The solution is simple. "What I have found is that people are stuck in a rut. What people really need to do is take care of themselves first," she said. "Taking care of yourself is going to make it easier to be a good partner in a relationship. You have to take an honest look at yourself to see if you have a hard time receiving love and giving love."
Stevens agreed, adding that a marriage might need a little push. "It could be that a relationship has moved into such a comfortable pattern that you forgot what it was like when you first fell in love," Stevens said. "Or maybe you just go through the day and night in the same routines and you think, 'There has got to be more!'"
That's why couples who attend PAIRS meetings learn a skill called "taking a daily temperature reading," in which they vow to take five to 10 minutes a day concentrating on one another.

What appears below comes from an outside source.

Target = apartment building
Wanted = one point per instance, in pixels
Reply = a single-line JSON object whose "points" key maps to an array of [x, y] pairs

The five steps to a temperature reading include sharing an appreciation of the spouse or partner; passing on a bit of new information; speaking about something that is puzzling or worrisome; raising a complaint with a request for change; and finally, sharing a wish, hope or dream about something the couple can look forward to.
"Sometimes people who are not communicating about difficult things are also not communicating about things that bring them pleasure," Stevens said. "They have not fallen out of love, they are just losing communication."
Huffman Pruitt agreed. "Basically I think it all comes down to communicate, communicate, communicate," she said. "Take and make the time to get to know your partner. Be creative. Be thoughtful. That is such a gesture of kindness, I think. It's really all about making somebody else feel good."